Building on this idea, in prior work, we showed how we can use this technique to monitor breathing motion in a contactless manner on commodity devices like phones and smart speakers. We used this breathing motion signal to demonstrate the feasibility of diagnosing various medical conditions like sleep apnea, opioid overdose detection and for infant monitoring.
However, extracting the sub-millimeter heartbeat motion using smart speaker had remained a hard to solve problem for multiple reasons. First, heartbeats result in a 0.3–0.8 mm motion on the surface of the human body, which is an order of magnitude smaller than the wavelength of sound at our operational frequencies. Second, commodity smart speakers are designed primarily to transmit in the audible frequencies, and the inaudible frequencies (>18 kHz) they support have a limited bandwidth and a non-ideal frequency response. Third, breathing creates a much larger motion than heartbeats on the surface of the body. Though respiration rates are typically lower than heart rates, respiration is not a perfect sinusoidal motion since inhalation and exhalation durations can differ. This creates high-frequency components in the breathing motion that interfere with the minute heartbeat motion. At low signal-to-noise ratios, this prevents the latter from being reliably separated in the frequency domain using filtering; when the heart signal is weak and overwhelmed by interference from breathing motion, it becomes challenging to extract individual heartbeats in irregular rhythm that is common in cardiac patients.

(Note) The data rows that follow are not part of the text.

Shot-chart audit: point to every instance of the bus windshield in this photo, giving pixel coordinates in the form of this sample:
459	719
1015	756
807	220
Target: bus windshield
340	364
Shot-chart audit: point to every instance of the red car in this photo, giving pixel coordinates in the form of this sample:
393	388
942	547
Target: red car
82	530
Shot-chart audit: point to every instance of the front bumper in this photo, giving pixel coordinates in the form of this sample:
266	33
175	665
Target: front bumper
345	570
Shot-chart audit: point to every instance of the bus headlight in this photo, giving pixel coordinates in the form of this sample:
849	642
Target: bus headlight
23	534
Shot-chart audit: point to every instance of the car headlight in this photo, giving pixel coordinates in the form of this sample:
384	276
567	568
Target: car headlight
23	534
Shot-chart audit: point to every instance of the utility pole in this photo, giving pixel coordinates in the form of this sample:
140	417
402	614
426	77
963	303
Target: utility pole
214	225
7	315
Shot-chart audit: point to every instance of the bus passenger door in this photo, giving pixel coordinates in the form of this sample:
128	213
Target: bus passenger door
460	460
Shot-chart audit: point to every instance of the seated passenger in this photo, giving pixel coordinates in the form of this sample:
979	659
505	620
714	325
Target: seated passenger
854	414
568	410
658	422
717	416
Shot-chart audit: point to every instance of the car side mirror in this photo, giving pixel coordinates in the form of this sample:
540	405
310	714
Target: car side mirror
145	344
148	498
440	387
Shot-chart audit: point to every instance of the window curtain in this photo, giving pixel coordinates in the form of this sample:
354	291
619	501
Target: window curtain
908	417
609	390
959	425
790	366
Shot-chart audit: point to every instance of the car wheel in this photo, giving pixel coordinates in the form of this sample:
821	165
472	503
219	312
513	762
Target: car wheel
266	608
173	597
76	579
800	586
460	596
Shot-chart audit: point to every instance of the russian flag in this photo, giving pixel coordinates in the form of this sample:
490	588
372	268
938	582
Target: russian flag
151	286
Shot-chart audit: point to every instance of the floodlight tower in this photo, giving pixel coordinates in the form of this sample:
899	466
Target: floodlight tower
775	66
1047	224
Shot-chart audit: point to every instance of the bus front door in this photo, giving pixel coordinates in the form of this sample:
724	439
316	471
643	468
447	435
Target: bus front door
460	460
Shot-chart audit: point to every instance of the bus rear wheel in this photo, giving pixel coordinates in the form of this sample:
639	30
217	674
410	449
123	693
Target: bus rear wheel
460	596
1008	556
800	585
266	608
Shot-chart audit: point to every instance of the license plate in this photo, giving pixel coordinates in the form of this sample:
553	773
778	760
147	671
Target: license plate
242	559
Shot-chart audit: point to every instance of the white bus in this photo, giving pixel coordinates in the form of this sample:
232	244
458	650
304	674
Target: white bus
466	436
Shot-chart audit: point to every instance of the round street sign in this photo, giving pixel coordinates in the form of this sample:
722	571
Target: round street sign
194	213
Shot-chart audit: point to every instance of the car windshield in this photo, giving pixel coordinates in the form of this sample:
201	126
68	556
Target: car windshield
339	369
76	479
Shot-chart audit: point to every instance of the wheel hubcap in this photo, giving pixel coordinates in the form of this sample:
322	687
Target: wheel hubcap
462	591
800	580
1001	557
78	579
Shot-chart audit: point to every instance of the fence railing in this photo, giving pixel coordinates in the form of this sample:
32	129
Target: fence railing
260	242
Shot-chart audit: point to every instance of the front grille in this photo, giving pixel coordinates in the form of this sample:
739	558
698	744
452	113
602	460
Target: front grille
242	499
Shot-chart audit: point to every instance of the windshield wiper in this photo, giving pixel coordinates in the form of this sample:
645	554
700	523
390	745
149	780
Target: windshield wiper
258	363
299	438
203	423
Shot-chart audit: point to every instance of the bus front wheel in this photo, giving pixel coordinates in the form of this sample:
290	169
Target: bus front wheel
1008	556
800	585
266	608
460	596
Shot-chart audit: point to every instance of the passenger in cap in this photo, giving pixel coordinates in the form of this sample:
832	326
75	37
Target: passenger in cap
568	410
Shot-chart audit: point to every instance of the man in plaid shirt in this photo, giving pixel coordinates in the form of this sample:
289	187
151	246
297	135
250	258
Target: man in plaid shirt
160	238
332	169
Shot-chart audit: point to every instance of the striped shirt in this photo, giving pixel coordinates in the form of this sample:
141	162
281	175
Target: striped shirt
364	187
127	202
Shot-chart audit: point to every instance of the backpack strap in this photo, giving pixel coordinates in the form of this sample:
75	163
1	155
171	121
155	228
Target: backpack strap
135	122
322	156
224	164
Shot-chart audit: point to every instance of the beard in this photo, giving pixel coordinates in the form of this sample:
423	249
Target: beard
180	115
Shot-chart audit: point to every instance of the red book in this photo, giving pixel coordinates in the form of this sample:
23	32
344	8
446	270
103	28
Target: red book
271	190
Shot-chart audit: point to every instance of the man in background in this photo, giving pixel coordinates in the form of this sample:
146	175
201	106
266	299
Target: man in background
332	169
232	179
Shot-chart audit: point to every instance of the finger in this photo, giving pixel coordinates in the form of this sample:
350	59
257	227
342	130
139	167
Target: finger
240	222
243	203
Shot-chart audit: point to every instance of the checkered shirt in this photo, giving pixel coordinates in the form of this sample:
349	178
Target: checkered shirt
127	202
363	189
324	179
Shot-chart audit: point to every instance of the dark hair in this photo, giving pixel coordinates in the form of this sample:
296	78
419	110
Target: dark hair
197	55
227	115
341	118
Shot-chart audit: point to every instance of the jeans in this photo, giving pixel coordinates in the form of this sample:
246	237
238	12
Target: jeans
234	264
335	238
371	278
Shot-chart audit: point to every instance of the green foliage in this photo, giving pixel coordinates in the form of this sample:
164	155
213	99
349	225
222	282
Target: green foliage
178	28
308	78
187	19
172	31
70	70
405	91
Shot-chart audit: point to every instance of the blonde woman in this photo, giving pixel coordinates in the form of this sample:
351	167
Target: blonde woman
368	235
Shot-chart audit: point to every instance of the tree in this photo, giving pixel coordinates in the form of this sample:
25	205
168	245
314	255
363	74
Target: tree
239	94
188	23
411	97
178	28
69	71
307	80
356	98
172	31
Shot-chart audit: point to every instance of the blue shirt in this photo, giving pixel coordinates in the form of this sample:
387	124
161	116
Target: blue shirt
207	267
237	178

Notably, when we first started working on this problem in 2019, we could in a few months extract the heart rate for healthy participants. However, the algorithm trained on healthy patients with regular heart rhythm failed to identify any heart beats when tested with cardiac patients from the acute care general cardiology unit at the University of Washington Medical Center.
To address this problem and design a system that works with both regular and irregular heart rhythms, we introduced an adaptive learning-based beamforming algorithm that maximizes the signal-to-interference and noise ratio by aligning heartbeat signals across microphones while minimizing the interference from breathing motion and noise. The adaptive beamformer uses complex weights to combine the signals from different microphones across frequencies. To compute the weights, we formulate an optimization function that we solve using a gradient descent algorithm that is commonly used in machine learning frameworks. We then designd a segmentation algorithm that runs on the resulting heart rhythm signal to identify individual heartbeats and compute the beat-to-beat (R-R) intervals.
While COVID-19 delayed evaluation by more than six months, we eventually were able to evaluate our system with both healthy participants and cardiac patients with diverse structural and arrhythmic cardiac abnormalities including atrial fibrillation, flutter and congestive heart failure. Our results showed that the smart speaker system was able to compute average heart rate and heart rate variability with accuracies similar to ground truth clinical-grade electrocardiogram (ECG) sensors and was able to identify patients with irregular heart rhythms like atrial fibrillation.
This, I believe, is a significant technical step towards realizing the vision of transforming smart speakers into medical diagnostic tools. Looking into the future, if you have a device like this, you can monitor a patient on an extended basis and define patterns that are individualized for the patient. For example, we can figure out when arrhythmias are happening for each specific patient and then develop corresponding care plans that are tailored for when the patients actually need them. This technology could change how doctors conduct telemedicine appointments by providing vital sign data including breathing and heartbeat signals that would otherwise require in-person clinical visits. Given the growing ubiquity of smart speakers, we are excited to see how this technology can be part of the future of cardiology and more generally medical care.